If no flag is given, cldz assumes the first argument is a python based jupyter notebook and second argument is a requirements file.

Example

cldz deploy -n python awesome-notebook.ipynb requirements.txt

Async Endpoints

Notebook deployments support Async serverless endpoints. This is useful as often Notebook execution is a long running operation. Async endpoints can be invoked via any http client like curl. Caller can specify a callback URL (webhook) in its http invocation under header X-callback-url. Serverless function immediately replies back with 202 request accepted response code and continue to execute the notebook. Once notebook execution is complete, the callback URL (webhook) is called with the result.
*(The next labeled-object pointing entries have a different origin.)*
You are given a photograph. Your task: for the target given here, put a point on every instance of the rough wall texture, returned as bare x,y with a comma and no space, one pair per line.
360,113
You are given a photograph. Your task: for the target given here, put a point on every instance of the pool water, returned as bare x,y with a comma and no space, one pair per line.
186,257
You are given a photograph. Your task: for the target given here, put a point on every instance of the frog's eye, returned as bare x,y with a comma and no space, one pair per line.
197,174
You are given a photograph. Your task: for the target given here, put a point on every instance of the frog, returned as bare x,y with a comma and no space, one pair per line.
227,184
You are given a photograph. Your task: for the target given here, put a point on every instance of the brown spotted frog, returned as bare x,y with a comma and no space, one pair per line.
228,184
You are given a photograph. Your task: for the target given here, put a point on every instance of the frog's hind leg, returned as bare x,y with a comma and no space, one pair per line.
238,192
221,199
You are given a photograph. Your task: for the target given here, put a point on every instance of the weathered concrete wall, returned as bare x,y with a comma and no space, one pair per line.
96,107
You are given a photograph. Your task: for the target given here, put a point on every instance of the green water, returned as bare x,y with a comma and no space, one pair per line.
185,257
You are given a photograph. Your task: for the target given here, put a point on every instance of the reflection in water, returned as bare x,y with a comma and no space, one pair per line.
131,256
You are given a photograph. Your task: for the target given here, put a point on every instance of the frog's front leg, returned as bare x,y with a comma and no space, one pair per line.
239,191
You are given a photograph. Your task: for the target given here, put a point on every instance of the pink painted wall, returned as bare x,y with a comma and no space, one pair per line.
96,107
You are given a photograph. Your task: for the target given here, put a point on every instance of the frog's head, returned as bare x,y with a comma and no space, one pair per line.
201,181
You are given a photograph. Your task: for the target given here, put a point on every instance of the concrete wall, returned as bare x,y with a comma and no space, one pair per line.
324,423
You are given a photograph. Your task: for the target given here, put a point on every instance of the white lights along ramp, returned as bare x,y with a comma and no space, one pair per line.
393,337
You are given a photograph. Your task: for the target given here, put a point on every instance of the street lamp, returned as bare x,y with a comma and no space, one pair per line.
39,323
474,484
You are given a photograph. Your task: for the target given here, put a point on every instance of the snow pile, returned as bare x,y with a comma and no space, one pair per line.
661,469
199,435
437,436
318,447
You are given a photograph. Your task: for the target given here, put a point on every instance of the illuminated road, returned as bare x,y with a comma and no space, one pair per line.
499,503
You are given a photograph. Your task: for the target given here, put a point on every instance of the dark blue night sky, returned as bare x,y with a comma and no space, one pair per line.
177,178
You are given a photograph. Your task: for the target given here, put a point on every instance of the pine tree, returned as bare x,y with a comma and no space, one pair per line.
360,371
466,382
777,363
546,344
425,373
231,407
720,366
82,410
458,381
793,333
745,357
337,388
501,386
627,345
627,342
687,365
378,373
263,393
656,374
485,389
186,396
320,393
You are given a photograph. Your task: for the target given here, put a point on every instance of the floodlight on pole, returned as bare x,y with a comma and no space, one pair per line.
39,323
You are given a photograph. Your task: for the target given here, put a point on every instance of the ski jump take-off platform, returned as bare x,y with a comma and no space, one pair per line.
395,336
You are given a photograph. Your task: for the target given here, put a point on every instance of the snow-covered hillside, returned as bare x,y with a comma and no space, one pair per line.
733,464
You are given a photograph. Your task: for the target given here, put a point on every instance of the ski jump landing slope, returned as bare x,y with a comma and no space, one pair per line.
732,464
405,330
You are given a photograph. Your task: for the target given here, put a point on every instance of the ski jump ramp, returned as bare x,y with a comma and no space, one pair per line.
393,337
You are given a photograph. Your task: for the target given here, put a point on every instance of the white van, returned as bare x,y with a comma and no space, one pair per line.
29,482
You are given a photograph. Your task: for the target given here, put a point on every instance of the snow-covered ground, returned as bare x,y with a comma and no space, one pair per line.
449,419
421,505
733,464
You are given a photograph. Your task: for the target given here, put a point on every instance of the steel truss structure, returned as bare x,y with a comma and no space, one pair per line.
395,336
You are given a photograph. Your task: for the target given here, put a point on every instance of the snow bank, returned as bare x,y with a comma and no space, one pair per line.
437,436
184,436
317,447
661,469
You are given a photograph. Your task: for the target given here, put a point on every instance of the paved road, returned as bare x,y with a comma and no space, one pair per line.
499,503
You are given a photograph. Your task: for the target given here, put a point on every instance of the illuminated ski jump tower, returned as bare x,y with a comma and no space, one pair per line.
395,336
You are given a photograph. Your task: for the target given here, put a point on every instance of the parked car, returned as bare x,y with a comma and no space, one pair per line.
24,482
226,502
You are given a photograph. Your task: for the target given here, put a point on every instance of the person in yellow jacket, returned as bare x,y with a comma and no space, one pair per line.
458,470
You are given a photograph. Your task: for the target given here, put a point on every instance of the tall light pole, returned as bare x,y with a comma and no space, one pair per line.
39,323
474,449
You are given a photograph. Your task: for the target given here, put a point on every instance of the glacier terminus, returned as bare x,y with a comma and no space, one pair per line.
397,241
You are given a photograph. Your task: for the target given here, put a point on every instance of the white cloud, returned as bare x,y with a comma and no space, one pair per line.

In addition to this webhook, output of the invocation can also be viewed under Invocation History on Clouderizer console.

Deploy Models

Syntax

cldz deploy -m MODEL_TYPE PATH_TO_H2O_MODEL_FILE

-m flag tells cldz that deployment is of type model. Immediately after -m we follow up with the model type. Following model types are supported

  • h2o.ai MOJO model
  • PMML
  • Python
  • ONNX

h2o / dai / pmml model deployment

cldz deploy -m h2o PATH_TO_H2O_MODEL_FILE

-m flag tells cldz that deployment is of type model.

If -m is not specified,cldz assumes type as notebook.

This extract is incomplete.